Stealin my shit from me/don’t make it yrs/makes it stolen
Tyler Perry almost walked off wid alla my stuff

…it waznt a spirit took my stuff/ waz a man…

But luckily I know Black women; I see them and feel them in all their complexity.
I am not trying to sell/tell their stories because I see them as a loyal and lucrative market segment.   I have loved them for a lifetime and they have loved me back. 
So I am keenly aware that it is our love for one another that keeps many of us from committing suicide and moving collectively to the ends of our own rainbows.

~Sheri DF

Friday, November 12, 2010

Willow Smith - Whip My Hair




Willow Smith, the daughter of Will Smith and Jada Pinkett Smith, has been making a lot of waves of late. She, or perhaps more accurately, a team of experienced PR and music professionals, have released a song and video called “I Whip My Hair.” It’s playing on local stations, showing up all over the internet, and is sparking a bit of conversation among my peers. So far, most of the feedback has been positive. Why so? Because for the first time in a long time, a little girl seems like just that. A girl. A very cool little girl.

When you watch the video or look at her pictures you might be struck by her partially shaved hair and colorful clothes. But you won’t be shocked by her lack of clothes or prematurely womanly appearance. And that has a lot of women exclaiming – finally! My daughter/cousin/friend/neighbor has a girl to look up to who isn’t using her sexuality to sell something. There’s been a lot of great work about this very thing (See APA Sexualization of Girls report). In fact, the oversexualization of young girls is so prevalent that just one example of a more age-appropriate presentation is hearlded as a victory. Finally, the good girls are winning!

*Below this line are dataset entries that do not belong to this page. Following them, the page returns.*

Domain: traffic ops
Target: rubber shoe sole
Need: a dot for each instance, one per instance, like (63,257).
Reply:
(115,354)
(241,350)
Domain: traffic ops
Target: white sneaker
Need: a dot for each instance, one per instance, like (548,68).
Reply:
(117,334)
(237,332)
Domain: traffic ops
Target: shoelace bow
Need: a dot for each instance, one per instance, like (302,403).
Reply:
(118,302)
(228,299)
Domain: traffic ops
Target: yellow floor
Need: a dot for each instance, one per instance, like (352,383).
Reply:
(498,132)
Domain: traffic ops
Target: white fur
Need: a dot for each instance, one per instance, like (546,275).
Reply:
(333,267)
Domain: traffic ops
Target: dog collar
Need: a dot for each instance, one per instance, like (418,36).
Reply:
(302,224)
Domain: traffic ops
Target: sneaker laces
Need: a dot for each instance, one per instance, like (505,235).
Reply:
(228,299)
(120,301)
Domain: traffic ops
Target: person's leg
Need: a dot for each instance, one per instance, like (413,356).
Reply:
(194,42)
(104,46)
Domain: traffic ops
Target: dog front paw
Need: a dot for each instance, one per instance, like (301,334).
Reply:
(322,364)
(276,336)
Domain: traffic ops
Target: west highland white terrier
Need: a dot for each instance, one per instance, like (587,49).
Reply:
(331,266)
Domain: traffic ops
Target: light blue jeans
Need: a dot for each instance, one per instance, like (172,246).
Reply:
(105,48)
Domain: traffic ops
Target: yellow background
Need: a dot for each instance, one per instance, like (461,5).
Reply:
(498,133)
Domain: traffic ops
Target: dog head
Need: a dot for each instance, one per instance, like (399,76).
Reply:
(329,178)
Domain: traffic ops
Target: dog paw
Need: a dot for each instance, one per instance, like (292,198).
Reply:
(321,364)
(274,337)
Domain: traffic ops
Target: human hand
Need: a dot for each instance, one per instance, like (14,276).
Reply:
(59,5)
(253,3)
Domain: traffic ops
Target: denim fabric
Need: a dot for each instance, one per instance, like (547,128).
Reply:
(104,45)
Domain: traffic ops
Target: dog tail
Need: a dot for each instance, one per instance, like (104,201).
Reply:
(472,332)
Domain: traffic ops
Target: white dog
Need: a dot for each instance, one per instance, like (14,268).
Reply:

But what is it that we’re winning? We can be proud that Willow isn’t prancing around in sexy adult clothes singing sexy adult songs. But what IS she doing?

When I watch the video I don’t see a nine year old girl. Though Willow’s face is small and babyish, I see a performer, someone whose movements and even personality emulate a young woman who is, at least, several years older. She’s surrounded by older girls, confident teens whose presence seems to validate Willow’s position as a cool girl. (Imagine if she was surrounded by eight year olds!). She dances in a classroom led by a “teacher” in skin tight pants who later writhes around on the floor as she “whips her hair.”

This is not kid stuff. This is cool girl stuff.  She’s confident, stylish, in control. It could very well be Rhianna on the screen. And there it is. Willow’s presentation is neither sexual nor child-like.

The images I see depict an alternative script, one that’s available to emerging adult women undergoing the tricky process of developing a solid identity. But what about Willow? Are we, the viewers, agreeing that this is what nine year old girls are made of? Maybe, just maybe, it’s time that we take a step beyond the question of hypersexuality and begin define what it is we really want for our little girls.